Ma è proprio vero che nel trading gli algoritmi battono regolarmente l'uomo? Che la capacità spaventosamente superiore delle macchine di processare informazioni ha condannato l’essere umano a fallire sui mercati, costringendolo ad affidarsi ai robot? Macché: nel trading è ancora l’homo sapiens a battere le macchine, ma solo se si affida nel modo giusto al suo cervello e al suo istinto. Queste le conclusioni di un recente studio scientifico condotto da neuroscienziati delle università di Cambridge e del Sussex in Inghilterra e dell’australiana Queensland University of Technology.
La ricerca è stata condotta monitorando un gruppo di 18 hedge fund trader londinesi, in realtà tecnicamente “scalper” poiché effettuano decine e decine di operazioni al giorno, sul filo dei secondi. I neuroscienziati volevano soffermarsi in particolare sulla relazione tra quello che avveniva nel corpo dei trader (per esempio la frequenza del battito cardiaco rilevato in diversi momenti del giorno e in differenti fasi di stress) e le loro reazioni sui mercati. Il risultato è che i migliori trader del gruppo erano proprio quelli più in grado di “ascoltare” i segnali del proprio corpo, “collegandoli” al volo con il cervello e operando sui mercati di conseguenza.
«La condizione psicologica dei trader ha enormi effetti sul loro successo e sulla loro stessa sopravvivenza sui mercati», spiega John Coates, co-autore della ricerca nonché ex trader sui derivati per Morgan Stanley, Goldman Sachs e Deutsche Bank, ora ricercatore in Neuroscienza e Finanza all’Università di Cambridge. «La ricerca accademica sulla finanza è così focalizzata sul ragionamento logico da aver completamente dimenticato la vita reale - sottolinea l’ex trader - che prende forma nel dialogo tra cervello e corpo”. Ed è un bene, prosegue Coates, che dopo «aver passato anni a studiare algoritmi ora la finanza stia cercando di migliorare i trader in carne e ossa».
Sì perché «se consideriamo la mente umana come un software dobbiamo concludere che l’uomo è condannato - riflette l’ex responsabile del trading desk di Deutsche Bank a Wall Street - ma se invece accettiamo che corpo e cervello funzionino come una sola cosa dobbiamo convenire che siamo stati “costruiti” per una rapida individuazione dei segnali di mercato.

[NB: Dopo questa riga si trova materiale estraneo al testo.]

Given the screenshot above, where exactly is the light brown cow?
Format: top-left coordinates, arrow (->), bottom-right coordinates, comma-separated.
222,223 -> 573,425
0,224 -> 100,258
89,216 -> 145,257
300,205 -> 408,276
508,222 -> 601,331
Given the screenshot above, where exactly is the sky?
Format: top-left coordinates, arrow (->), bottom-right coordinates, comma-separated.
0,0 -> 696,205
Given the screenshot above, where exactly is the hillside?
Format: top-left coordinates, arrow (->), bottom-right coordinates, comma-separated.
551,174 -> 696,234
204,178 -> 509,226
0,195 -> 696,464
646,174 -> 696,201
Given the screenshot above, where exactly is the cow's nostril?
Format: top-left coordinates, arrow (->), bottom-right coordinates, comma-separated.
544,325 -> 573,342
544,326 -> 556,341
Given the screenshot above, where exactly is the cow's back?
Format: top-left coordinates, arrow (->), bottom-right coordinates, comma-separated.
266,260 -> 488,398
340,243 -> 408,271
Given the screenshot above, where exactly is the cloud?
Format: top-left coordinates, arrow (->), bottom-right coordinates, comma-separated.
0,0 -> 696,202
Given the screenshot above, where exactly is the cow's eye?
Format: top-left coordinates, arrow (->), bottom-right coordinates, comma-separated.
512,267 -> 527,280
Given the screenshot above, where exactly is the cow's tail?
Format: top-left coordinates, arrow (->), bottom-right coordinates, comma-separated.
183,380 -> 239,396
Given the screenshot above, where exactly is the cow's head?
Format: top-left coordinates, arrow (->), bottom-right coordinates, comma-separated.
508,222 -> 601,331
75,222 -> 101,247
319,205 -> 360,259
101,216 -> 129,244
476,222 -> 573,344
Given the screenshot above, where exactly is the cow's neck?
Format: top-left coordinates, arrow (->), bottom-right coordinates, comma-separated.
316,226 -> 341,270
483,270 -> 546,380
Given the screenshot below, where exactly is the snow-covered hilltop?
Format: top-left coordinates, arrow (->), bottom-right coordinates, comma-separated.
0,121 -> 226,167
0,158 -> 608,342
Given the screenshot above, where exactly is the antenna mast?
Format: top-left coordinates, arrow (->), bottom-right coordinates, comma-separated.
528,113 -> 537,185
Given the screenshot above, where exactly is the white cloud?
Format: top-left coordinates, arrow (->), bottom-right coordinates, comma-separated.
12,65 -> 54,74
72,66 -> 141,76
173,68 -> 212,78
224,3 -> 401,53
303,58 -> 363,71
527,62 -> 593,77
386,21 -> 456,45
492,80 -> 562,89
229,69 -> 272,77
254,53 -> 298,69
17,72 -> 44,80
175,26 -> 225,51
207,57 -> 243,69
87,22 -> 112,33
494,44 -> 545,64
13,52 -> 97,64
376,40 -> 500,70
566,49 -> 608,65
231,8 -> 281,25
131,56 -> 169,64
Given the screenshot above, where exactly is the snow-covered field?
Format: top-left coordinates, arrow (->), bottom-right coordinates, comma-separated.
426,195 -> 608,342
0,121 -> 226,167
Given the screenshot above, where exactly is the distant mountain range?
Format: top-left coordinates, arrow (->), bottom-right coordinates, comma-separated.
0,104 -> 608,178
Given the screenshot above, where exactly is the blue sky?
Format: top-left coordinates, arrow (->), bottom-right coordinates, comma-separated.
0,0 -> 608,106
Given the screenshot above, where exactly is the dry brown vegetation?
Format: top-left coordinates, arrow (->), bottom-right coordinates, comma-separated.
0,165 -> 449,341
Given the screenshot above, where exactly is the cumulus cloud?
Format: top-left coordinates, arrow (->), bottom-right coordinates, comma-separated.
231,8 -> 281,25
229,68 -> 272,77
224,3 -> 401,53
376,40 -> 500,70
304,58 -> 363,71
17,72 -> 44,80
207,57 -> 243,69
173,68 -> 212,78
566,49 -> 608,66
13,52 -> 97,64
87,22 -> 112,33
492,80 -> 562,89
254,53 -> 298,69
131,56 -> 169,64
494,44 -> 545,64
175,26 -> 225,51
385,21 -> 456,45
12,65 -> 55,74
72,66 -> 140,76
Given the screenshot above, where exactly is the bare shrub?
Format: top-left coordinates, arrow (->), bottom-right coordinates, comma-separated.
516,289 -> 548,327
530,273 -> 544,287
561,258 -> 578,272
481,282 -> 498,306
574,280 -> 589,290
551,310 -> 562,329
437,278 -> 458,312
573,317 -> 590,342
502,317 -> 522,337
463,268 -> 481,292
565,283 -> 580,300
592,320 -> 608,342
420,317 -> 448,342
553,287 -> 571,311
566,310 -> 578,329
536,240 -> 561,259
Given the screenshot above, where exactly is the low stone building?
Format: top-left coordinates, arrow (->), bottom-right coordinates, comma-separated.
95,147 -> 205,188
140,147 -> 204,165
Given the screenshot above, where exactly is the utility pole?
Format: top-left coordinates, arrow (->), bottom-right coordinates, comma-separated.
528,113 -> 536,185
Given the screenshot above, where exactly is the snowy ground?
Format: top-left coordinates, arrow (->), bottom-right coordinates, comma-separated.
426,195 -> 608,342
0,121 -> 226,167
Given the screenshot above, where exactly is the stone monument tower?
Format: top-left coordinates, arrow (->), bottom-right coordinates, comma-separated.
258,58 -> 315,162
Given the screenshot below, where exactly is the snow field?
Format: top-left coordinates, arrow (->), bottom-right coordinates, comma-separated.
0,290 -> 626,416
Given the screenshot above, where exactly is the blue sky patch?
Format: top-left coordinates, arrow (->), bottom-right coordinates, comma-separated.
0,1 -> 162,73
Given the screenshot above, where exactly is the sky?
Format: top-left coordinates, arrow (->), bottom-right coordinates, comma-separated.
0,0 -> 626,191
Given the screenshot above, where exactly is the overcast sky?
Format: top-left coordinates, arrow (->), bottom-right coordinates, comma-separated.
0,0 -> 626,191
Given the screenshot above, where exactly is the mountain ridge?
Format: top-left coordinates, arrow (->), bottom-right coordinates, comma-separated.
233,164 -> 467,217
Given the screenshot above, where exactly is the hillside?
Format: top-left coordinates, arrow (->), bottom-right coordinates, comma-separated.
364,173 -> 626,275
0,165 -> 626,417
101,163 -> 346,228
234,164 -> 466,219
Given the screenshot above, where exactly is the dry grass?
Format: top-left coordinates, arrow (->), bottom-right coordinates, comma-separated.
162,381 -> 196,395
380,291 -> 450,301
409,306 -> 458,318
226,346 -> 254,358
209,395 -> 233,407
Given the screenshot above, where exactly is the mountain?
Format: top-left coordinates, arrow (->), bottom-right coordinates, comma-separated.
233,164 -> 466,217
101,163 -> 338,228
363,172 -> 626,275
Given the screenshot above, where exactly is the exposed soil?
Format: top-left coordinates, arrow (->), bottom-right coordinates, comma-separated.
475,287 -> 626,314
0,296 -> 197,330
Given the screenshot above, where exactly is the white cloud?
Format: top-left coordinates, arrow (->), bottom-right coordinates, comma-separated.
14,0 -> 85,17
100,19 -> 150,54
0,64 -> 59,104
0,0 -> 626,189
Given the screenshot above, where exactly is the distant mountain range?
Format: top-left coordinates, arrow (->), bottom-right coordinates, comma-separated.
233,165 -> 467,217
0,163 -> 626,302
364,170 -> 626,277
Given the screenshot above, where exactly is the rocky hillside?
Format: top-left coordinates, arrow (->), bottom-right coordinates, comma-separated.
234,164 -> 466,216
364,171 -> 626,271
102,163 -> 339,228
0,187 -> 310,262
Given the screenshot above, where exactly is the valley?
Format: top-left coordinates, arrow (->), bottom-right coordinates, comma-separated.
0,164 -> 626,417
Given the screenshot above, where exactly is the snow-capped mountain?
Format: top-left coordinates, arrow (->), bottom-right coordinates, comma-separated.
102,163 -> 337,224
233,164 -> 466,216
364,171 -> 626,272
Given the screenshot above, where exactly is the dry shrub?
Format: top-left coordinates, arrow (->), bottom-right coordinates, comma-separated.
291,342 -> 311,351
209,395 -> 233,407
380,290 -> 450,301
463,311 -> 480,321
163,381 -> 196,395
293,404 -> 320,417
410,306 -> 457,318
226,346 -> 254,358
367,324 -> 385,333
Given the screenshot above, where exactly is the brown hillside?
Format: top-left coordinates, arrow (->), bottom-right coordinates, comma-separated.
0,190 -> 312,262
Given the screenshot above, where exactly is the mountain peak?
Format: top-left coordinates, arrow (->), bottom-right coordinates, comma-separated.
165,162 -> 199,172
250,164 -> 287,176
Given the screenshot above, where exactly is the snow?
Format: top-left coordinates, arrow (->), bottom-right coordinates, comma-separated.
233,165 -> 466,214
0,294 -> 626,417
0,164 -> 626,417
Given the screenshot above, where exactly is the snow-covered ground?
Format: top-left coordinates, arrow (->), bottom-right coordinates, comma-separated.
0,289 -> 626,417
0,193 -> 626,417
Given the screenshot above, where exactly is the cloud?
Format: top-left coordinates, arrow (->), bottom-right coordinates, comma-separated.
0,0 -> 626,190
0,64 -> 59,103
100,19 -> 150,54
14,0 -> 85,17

E che possiamo competere con le macchine».
Anche precedenti studi scientifici sui trader avevano mostrato come il focalizzare il cervello sui segnali del proprio corpo porti lontano da pericolosi “gioco d'azzardo” sui mercati, aumentando di conseguenza il controllo del rischio e la possibilità di ritorni positivi dall’operatività in Borsa.